Sometimes Kyle Bobby Dunn's ambient drones are so quiet that it feels like they're barely there. It's a quality that I treasure daily, coming to work early before the busy-ness takes over and I'm swept up in it. Those 30 or so minutes are not only my most productive, but also my most reflective. No, I don't do yoga or chant, but I do make tea, flip on a Buddha Machine or passively listen to any of Deceptive Cadence blogger Tom Huizenga's morning classical picks, and just think.

A 25-year-old Brooklyn-via-Ontario composer, Dunn seems to come from the same place, and as he told me in a Gchat interview, it was the reflective lack-thereof that inspired the gorgeous and provocatively titled "Movement for the Completely F——" from his upcoming album, Ways of Meaning. The 15-minute piece glacially increases in volume without leaning on a climax, as most drone musicians are want to do, instead choosing to brood with shimmering brilliance.

A few writers have already compared your albums to church and choral music. It does have that cavernous, cathedral-resonant sound. Do you have a background in this music?

Only from listening. Leonin and Pérotin. I studied some music history along with art history, and still listen to a lot of it for pleasure. I also love classical records that were recorded in churches and such.

There is both an engaged and not-engaged aspect to Ways of Meaning. What I mean by that is: I can work or read while the album plays, but suddenly a texture will warm my headphones — if only for a fleeting moment — and take me with you. Is this intentional, or am I just easily distracted?

I think I wanted some moments to be a bit more demanding than others and in the past. It can be either good or bad. Sad or warm, I suppose.

Did you think your older music was passive?

I think most music has a quiet passivity on its exterior. There's more brooding maybe brought out on this recording than on others, though. Most of my music had a quiet passivity.

Artwork for Ways of Meaning.

Artwork for Ways of Meaning. Courtesy of Desire Path Recordings hide caption

itoggle caption Courtesy of Desire Path Recordings

On past recordings, instruments were heavily processed, coming off like the aural equivalent of Aurora Borealis — beautiful, phosphorescent and mystical. But on Ways of Meaning, you can actually hear the sources — the tangible keys of an organ, the scrapes of a violin. It almost sounds like Richard Skelton's work. Was this a conscious move to something more organic?

I just wanted to make something more immediate, more direct. As a result, I think it has a more personal and vulnerable voice than the older methods I've used. I did less processing and ruminating over the recordings. Maybe it's more organic.

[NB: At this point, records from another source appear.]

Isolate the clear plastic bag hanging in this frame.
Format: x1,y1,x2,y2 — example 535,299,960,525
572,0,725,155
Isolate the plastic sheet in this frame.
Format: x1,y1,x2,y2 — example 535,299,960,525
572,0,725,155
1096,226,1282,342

"Movement for the Completely F——" is a provocative title, but is in no way violent in sound. It's ethereal and mournful, but never angry. Where does the title come from? Surely you knew it would raise some eyebrows.

It's possibly the most personal and universal of my recorded output. I think we're all at a time where inner reflection just doesn't really matter; maybe it never did. But for me, realizing this has drawn some depressing conclusions and moods about so many things — mostly very personal. And with that a reflection on the society I am in. Its sounds could be considered passive-aggressive or just plain sad, but certainly not violent. I've just had some extremely f—— moments (and movements) over the last few years and bore witness to others in a similar state. I mean, things just are these days, and it's still difficult to articulate my meaning or ideas verbally — the music doesn't even seem to be enough sometimes. I'm sorry about the title; I didn't know how else to put it and I wanted to put it quite simply... mainly because it's not simple.

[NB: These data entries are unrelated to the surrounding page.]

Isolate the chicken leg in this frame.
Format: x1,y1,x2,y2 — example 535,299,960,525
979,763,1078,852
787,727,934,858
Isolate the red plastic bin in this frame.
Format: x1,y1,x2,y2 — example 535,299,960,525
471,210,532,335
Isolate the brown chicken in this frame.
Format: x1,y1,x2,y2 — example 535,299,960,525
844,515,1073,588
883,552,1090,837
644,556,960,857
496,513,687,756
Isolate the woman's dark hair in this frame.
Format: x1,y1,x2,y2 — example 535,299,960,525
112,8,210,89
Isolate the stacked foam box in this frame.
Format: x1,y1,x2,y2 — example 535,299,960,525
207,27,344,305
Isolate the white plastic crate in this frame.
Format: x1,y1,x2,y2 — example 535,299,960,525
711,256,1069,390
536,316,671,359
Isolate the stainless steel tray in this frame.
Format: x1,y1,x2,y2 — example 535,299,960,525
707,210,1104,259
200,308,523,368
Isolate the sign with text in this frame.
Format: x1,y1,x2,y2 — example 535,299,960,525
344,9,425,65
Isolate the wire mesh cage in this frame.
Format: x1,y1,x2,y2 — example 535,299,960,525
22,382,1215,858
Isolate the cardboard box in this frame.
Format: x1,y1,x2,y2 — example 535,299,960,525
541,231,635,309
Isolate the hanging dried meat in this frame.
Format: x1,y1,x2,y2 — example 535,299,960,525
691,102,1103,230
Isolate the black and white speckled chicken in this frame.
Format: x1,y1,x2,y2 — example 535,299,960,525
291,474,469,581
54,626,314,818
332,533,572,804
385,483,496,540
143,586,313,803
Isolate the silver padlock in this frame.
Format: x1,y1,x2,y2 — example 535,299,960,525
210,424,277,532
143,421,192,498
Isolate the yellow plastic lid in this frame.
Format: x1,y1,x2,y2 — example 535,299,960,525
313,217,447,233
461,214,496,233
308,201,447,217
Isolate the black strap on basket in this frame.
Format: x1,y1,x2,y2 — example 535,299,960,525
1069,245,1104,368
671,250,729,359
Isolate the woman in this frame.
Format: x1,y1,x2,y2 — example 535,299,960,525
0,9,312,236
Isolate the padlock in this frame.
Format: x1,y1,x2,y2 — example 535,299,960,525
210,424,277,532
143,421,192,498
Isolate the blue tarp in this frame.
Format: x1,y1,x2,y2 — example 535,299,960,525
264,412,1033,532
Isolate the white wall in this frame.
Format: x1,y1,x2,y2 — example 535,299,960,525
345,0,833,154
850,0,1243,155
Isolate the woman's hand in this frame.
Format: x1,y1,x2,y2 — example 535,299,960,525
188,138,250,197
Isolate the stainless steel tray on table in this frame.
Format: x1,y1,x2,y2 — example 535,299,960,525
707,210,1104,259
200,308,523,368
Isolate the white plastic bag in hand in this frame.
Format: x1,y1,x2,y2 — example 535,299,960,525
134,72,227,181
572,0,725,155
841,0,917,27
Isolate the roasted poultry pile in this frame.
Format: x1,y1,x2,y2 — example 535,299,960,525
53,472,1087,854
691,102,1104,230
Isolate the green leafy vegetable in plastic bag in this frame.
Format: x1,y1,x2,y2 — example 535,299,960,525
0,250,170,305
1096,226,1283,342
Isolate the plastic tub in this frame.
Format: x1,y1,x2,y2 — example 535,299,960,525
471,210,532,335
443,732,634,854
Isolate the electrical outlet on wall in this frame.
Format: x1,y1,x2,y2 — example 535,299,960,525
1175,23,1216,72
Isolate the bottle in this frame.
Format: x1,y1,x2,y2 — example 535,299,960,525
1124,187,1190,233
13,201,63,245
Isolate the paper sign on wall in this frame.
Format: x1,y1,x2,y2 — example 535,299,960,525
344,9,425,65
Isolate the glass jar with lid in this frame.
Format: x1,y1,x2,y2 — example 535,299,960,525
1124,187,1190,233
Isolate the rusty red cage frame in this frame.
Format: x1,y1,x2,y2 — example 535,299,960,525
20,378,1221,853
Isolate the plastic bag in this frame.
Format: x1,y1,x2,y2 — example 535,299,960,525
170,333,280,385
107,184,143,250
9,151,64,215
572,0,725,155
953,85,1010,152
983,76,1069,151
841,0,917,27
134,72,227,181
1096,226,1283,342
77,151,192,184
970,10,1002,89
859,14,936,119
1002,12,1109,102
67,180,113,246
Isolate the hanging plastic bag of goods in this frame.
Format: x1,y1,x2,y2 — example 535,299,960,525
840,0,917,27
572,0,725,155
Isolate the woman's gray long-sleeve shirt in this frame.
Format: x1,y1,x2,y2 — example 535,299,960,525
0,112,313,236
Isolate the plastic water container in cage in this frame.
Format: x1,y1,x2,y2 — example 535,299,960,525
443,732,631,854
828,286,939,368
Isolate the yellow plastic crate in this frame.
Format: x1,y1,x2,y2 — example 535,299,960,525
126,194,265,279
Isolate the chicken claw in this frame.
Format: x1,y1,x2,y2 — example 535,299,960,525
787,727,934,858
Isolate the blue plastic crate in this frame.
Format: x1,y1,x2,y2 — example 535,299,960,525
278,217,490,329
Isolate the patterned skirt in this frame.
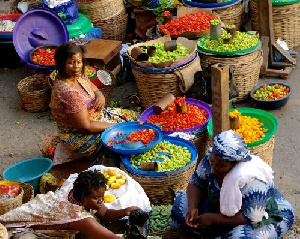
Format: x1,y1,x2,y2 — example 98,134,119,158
58,107,137,156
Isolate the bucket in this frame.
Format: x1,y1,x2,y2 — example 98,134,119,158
3,158,52,192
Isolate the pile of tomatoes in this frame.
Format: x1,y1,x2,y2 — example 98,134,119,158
31,48,55,65
160,12,217,36
147,104,208,131
253,83,290,100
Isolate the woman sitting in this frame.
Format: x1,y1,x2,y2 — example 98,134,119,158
0,171,139,239
50,42,135,164
172,130,294,239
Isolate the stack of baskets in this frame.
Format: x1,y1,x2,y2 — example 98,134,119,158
250,0,300,49
17,75,51,112
77,0,128,41
200,48,263,102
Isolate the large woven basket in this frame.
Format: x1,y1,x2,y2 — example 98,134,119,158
0,188,24,215
92,7,128,41
77,0,125,22
17,75,51,112
200,49,263,102
132,69,182,109
250,0,300,49
193,130,208,168
213,0,245,29
120,160,196,205
209,135,275,167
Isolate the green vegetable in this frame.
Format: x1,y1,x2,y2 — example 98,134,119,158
142,43,189,63
130,141,191,172
226,24,235,29
149,205,172,233
203,31,259,52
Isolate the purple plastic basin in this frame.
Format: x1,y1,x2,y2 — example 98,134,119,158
13,8,69,63
140,98,212,134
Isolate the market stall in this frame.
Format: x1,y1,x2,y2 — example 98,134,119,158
127,36,201,108
250,0,300,49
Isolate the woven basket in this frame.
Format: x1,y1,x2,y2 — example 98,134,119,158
19,183,34,204
209,135,275,167
77,0,125,22
0,188,24,215
38,134,60,159
120,160,196,205
0,223,9,239
17,75,51,112
200,49,263,102
213,0,245,29
193,130,208,169
132,69,182,109
92,8,128,41
250,0,300,49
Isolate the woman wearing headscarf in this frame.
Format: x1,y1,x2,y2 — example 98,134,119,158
171,130,294,239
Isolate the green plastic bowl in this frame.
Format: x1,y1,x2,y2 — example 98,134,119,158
207,107,278,147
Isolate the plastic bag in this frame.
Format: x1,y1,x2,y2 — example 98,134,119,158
43,0,79,24
185,65,238,104
125,210,149,239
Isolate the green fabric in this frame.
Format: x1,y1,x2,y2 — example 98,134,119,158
252,196,283,229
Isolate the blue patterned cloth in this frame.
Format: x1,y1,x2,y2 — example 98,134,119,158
212,130,251,162
171,153,294,239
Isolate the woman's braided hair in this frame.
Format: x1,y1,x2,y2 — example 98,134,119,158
73,170,107,201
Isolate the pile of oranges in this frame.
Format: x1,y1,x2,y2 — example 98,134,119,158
229,110,269,143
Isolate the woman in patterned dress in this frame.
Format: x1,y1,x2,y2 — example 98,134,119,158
171,130,294,239
0,171,139,239
50,42,136,161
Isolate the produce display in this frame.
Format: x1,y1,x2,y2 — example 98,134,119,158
101,169,126,189
198,31,259,52
53,66,95,79
141,43,189,63
31,48,55,65
130,141,191,172
229,109,269,143
253,84,290,101
159,12,217,36
146,102,208,131
107,129,156,147
149,205,172,233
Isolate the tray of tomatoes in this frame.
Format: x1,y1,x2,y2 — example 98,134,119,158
30,45,57,66
159,11,217,39
101,121,162,155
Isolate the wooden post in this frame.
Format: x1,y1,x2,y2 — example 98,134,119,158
211,64,230,135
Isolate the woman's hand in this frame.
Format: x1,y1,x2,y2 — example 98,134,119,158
185,208,199,228
125,206,141,216
93,90,105,111
195,213,214,229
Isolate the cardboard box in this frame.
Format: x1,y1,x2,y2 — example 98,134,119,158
85,39,122,71
85,39,122,65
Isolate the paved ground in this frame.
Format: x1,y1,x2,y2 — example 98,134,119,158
0,49,300,235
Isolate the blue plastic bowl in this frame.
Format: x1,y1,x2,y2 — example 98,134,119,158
250,82,292,110
3,158,52,192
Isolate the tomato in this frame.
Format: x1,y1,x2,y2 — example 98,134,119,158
160,12,217,36
31,48,55,65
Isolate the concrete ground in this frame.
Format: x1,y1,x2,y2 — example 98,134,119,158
0,49,300,235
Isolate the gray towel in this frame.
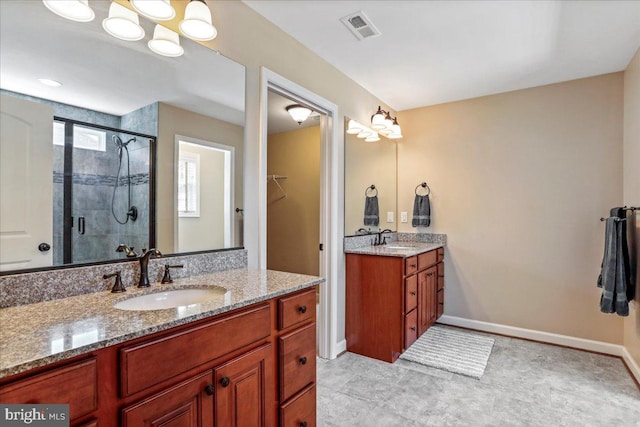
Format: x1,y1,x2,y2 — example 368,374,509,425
598,210,634,316
364,196,380,225
411,194,431,227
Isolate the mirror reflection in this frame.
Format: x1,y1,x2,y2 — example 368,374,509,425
0,1,245,271
344,118,397,236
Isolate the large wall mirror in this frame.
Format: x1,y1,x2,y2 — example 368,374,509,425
0,0,245,272
344,119,398,236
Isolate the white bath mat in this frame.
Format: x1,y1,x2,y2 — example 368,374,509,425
400,326,495,379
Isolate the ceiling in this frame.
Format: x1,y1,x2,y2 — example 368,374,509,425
0,0,245,126
244,0,640,110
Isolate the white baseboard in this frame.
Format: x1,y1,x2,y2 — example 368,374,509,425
622,347,640,383
438,314,631,360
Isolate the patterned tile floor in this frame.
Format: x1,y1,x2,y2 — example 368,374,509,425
317,330,640,427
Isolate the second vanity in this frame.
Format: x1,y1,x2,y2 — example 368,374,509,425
0,269,323,427
345,241,444,363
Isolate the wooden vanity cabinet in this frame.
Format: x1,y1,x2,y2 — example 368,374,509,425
346,248,444,362
0,287,316,427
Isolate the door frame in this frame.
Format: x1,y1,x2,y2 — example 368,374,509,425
251,67,344,359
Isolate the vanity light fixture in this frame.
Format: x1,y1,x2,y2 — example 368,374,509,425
180,0,218,41
148,24,184,57
102,3,144,41
129,0,176,21
371,106,402,139
287,104,311,125
42,0,96,22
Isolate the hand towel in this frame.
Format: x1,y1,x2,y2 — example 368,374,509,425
364,196,380,225
411,194,431,227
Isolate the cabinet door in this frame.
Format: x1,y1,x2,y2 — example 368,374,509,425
418,266,438,336
214,344,275,427
122,371,213,427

Sometimes "f——" really is the best word for it, though.

Yeah. It's a condition or state of being.

Can you point to anything in particular when it comes to a lack of inner reflection?

Well, maybe I just mean I have had some real difficulties with it. It's clearly in a ghostly and obscured place in these songs and themes on the recording. I was trying to do a lot of reflection on it. The songs are the complete reflection of myself, but I don't think they matter to anyone but myself. That goes for a lot of lonely types just like me.

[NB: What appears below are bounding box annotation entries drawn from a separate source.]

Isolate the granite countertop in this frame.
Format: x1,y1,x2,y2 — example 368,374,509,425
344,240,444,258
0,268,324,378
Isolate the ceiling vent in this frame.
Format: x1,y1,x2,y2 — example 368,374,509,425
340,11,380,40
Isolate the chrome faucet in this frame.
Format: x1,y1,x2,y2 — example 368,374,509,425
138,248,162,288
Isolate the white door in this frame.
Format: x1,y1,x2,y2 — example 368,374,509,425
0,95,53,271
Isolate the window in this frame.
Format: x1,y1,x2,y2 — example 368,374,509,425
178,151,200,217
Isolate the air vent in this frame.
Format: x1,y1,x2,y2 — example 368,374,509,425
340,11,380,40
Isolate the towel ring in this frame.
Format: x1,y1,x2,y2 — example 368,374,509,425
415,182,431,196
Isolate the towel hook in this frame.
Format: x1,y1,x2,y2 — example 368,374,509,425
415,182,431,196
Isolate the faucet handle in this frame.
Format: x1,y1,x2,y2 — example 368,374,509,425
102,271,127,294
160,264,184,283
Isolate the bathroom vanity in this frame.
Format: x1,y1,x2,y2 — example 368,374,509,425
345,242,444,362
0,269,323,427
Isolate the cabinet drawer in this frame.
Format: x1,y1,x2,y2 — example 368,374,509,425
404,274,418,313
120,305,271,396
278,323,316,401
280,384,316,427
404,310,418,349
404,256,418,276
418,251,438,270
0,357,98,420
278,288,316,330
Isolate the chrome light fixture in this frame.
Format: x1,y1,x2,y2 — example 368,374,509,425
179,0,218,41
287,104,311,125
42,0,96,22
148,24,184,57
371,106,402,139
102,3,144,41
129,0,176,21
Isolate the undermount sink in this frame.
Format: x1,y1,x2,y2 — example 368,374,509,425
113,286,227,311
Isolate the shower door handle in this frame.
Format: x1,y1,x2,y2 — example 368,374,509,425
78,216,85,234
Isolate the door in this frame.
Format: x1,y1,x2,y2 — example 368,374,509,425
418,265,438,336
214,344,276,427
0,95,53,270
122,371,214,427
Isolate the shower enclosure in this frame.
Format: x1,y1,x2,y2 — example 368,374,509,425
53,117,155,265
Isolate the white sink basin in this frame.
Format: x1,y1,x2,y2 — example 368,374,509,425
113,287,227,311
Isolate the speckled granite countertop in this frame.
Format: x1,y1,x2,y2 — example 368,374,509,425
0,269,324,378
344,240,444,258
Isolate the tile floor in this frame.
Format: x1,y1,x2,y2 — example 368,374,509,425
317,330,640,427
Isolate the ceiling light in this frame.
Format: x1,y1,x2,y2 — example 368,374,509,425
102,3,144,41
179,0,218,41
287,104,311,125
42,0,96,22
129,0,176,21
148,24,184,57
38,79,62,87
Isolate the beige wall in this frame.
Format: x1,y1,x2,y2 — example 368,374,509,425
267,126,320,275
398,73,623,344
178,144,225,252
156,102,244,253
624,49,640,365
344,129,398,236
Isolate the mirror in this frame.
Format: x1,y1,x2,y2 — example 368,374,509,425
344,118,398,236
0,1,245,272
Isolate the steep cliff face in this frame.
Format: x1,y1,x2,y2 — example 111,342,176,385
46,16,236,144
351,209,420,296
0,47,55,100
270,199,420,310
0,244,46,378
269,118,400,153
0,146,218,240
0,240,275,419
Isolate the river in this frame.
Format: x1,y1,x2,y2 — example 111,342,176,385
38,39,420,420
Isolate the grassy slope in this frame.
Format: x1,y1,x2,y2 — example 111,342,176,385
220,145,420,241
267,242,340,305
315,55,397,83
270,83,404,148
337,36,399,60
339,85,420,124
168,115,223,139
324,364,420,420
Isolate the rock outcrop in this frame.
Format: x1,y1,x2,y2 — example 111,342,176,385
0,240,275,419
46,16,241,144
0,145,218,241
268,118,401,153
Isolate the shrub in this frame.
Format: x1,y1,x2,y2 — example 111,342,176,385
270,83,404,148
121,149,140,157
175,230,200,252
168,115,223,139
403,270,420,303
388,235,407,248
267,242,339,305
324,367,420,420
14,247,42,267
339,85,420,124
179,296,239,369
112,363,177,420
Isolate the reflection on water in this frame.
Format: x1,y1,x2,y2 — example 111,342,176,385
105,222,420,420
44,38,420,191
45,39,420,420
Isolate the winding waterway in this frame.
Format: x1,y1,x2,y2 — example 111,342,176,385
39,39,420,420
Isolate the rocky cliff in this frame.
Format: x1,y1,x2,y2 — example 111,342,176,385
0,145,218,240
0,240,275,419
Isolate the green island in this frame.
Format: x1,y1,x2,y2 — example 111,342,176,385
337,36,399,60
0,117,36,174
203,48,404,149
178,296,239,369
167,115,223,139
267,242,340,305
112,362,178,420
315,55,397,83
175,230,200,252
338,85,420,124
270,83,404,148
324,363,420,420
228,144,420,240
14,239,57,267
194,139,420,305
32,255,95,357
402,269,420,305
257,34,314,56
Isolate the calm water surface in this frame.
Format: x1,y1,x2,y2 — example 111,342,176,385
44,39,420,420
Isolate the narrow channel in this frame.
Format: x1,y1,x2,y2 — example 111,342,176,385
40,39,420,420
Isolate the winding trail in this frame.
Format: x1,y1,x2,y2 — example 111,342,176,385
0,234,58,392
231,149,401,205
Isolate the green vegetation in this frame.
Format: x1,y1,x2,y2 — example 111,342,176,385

But that's the great thing about music, right? "Movement for the Completely F——" is a personal reflection of Kyle Bobby Dunn, and perhaps you're the only one who will truly understand its deepest textures, but as a fellow loner, I was drawn to it.

Yeah, hence the title. I've scored it for not only the f—— nature of myself but the entire, completely f—— community. I think it works as a good sidestep and portal to the rest of the album. It's not as immediately personal or as based on memory and nostalgia.


Ways of Meaning comes out in May on Desire Path Recordings.